Un surveillant, un geôlier, sans doute, dans une attitude attentive et faisant silhouette sur un mur, dans l’ombre, au premier plan — le regarde faire. — Quoi de plus complet que ces deux figures et cette meule ? Quoi de plus intéressant ? Il n’était même pas besoin de mettre ces curieux derrière les barreaux d’une ouverture — la chose était déjà belle et assez belle.
M. Decamps a donc fait une magnifique illustration et de grandioses vignettes à ce poème étrange de Samson — et cette série de dessins où l’on pourrait peut-être blâmer quelques murs et quelques objets trop bien faits, et le mélange minutieux et rusé de la peinture et du crayon — est, à cause même des intentions nouvelles qui y brillent, une des plus belles surprises que nous ait faites cet artiste prodigieux, qui, sans doute, nous en prépare d’autres.
ROBERT FLEURY
M. Robert Fleury reste toujours semblable et égal à lui-même, c’est-à-dire un très bon et très curieux peintre. — Sans avoir précisément un mérite éclatant, et, pour ainsi dire, un genre de génie involontaire comme les premiers maîtres, il possède tout ce que donnent la volonté et le bon goût.
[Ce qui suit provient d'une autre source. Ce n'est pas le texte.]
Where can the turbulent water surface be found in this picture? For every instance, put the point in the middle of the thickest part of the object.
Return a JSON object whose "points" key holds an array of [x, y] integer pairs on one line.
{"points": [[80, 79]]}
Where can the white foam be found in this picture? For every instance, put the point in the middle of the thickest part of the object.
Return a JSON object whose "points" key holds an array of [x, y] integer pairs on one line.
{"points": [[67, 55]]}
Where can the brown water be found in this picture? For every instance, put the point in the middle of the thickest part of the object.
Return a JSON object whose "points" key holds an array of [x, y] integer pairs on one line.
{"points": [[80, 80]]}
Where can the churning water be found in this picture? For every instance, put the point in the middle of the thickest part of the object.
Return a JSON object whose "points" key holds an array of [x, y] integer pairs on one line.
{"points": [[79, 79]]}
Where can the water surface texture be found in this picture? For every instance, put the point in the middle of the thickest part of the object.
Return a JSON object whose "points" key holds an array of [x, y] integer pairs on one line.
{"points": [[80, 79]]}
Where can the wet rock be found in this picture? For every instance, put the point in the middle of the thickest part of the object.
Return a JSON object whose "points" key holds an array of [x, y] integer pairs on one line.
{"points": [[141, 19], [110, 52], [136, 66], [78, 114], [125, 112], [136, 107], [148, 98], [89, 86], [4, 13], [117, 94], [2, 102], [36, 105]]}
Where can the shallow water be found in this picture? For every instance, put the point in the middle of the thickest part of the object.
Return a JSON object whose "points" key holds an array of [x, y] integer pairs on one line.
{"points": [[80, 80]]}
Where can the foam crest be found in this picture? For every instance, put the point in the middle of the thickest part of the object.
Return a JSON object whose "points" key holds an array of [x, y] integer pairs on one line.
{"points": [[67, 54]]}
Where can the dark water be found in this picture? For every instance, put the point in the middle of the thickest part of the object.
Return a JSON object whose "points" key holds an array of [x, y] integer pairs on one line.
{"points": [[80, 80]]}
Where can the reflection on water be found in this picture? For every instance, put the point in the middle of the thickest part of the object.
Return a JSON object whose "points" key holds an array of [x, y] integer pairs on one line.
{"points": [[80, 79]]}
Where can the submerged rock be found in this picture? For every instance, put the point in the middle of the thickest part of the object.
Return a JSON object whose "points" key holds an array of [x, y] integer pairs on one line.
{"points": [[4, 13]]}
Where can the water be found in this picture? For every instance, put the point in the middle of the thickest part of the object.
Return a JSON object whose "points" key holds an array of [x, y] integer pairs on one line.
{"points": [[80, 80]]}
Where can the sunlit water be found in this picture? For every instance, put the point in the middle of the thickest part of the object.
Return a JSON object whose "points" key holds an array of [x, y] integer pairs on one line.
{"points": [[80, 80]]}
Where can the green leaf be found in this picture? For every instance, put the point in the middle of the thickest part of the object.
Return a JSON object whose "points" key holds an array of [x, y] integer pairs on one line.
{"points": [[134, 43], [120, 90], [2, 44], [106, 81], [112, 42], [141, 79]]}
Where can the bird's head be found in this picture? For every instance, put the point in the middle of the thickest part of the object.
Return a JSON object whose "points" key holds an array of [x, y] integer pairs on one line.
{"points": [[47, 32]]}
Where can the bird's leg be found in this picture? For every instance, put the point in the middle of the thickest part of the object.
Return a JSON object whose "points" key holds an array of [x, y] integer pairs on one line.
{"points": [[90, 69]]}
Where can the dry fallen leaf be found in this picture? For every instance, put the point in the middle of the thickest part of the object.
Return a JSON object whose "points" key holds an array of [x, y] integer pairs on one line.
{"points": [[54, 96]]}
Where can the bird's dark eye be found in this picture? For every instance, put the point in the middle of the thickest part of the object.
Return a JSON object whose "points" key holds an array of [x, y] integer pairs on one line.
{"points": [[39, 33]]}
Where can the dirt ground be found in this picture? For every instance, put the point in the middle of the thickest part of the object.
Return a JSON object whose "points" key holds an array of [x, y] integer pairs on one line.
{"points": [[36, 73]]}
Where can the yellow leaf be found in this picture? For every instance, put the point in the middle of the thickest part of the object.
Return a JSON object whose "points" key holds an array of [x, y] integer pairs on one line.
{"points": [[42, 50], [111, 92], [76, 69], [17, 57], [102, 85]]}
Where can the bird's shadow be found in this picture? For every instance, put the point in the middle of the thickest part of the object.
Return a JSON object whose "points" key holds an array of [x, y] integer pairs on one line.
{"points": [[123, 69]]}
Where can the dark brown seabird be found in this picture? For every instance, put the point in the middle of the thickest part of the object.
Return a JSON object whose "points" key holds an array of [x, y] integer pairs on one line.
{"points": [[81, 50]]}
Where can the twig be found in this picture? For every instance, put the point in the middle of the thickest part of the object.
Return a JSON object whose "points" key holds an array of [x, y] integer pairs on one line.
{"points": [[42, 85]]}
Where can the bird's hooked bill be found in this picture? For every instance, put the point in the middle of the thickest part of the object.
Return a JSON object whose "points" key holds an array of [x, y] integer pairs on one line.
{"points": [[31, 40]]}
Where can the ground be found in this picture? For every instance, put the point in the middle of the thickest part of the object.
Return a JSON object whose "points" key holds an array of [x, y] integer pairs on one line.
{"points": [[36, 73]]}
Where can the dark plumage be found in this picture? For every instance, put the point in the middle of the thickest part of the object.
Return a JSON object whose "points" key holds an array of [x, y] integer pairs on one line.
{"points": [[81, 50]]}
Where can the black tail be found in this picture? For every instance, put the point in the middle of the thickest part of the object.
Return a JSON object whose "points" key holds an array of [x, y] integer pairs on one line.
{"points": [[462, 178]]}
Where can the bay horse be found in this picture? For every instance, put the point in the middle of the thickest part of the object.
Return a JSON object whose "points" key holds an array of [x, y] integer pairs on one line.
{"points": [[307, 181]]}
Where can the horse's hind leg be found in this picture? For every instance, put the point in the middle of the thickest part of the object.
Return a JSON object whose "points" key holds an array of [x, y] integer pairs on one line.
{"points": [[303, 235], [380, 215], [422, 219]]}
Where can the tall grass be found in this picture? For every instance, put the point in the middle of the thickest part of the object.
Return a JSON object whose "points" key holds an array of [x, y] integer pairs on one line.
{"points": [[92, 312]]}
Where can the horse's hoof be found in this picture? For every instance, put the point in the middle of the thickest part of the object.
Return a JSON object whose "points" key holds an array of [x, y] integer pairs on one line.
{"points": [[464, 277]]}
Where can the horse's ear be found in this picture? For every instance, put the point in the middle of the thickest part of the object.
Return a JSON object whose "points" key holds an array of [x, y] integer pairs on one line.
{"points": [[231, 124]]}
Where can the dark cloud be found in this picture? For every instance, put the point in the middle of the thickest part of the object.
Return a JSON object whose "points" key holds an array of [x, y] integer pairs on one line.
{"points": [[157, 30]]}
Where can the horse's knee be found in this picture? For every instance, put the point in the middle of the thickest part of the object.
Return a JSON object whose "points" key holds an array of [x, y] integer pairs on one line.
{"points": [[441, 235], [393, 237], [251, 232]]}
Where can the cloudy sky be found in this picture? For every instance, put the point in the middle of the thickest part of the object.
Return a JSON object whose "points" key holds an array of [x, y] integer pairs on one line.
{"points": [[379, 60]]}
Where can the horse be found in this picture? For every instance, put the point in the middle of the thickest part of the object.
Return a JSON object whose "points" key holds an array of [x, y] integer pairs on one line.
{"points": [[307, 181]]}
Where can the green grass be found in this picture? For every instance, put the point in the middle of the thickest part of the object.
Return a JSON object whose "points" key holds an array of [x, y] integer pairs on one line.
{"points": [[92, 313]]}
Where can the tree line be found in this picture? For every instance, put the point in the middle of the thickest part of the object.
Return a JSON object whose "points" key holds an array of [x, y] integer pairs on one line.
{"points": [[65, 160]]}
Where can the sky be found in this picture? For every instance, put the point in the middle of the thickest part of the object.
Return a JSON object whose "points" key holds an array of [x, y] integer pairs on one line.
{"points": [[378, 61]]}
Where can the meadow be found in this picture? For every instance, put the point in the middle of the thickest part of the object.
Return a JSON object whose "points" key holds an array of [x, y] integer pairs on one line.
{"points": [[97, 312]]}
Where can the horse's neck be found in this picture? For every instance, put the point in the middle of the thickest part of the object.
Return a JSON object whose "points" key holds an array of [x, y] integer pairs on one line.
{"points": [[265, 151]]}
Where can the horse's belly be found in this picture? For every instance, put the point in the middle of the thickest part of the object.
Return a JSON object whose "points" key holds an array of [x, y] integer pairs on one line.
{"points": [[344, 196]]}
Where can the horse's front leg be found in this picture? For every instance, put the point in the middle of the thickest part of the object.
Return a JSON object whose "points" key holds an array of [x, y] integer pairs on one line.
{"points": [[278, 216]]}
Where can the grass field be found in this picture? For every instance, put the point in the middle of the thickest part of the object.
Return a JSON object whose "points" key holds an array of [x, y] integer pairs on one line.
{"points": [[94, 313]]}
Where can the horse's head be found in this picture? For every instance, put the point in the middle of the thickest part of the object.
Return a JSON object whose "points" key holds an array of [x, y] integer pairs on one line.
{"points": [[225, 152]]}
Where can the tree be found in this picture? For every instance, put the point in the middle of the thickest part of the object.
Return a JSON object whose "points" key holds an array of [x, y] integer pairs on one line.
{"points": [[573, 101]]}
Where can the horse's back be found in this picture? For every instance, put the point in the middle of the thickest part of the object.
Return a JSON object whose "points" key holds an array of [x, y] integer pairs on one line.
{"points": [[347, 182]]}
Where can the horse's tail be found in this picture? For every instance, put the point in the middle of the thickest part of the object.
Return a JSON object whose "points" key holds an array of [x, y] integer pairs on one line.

La volonté fait une grande partie de sa réputation comme de celle de M. Delaroche. — Il faut que la volonté soit une faculté bien belle et toujours bien fructueuse, pour qu’elle suffise à donner un cachet, un style quelquefois violent à des œuvres méritoires, mais d’un ordre secondaire, comme celles de M. Robert Fleury. — C’est à cette volonté tenace, infatigable et toujours en haleine, que les tableaux de cet artiste doivent leur charme presque sanguinaire. — Le spectateur jouit de l’effort et l’œil boit la sueur. — C’est là surtout, répétons-le, le caractère principal et glorieux de cette peinture, qui, en somme, n’est ni du dessin, quoique M. Robert Fleury dessine très spirituellement, ni de la couleur, quoiqu’il colore vigoureusement ; cela n’est ni l’un ni l’autre, parce que cela n’est pas exclusif. — La couleur est chaude, mais la manière est pénible ; le dessin habile, mais non pas original.
Son Marino Faliero rappelle imprudemment un magnifique tableau qui fait partie de nos plus chers souvenirs. — Nous voulons parler du Marino Faliero de M. Delacroix. — La composition était analogue ; mais combien plus de liberté, de franchise et d’abondance !...
Dans l’Auto-da-fé, nous avons remarqué avec plaisir quelques souvenirs de Rubens, habilement transformés. — Les deux condamnés qui brûlent, et le vieillard qui s’avance les mains jointes. — C’est encore là, cette année, le tableau le plus original de M. Robert Fleury. — La composition en est excellente, toutes les intentions louables, presque tous les morceaux sont bien réussis. — Et c’est là surtout que brille cette faculté de volonté cruelle et patiente, dont nous parlions tout à l’heure.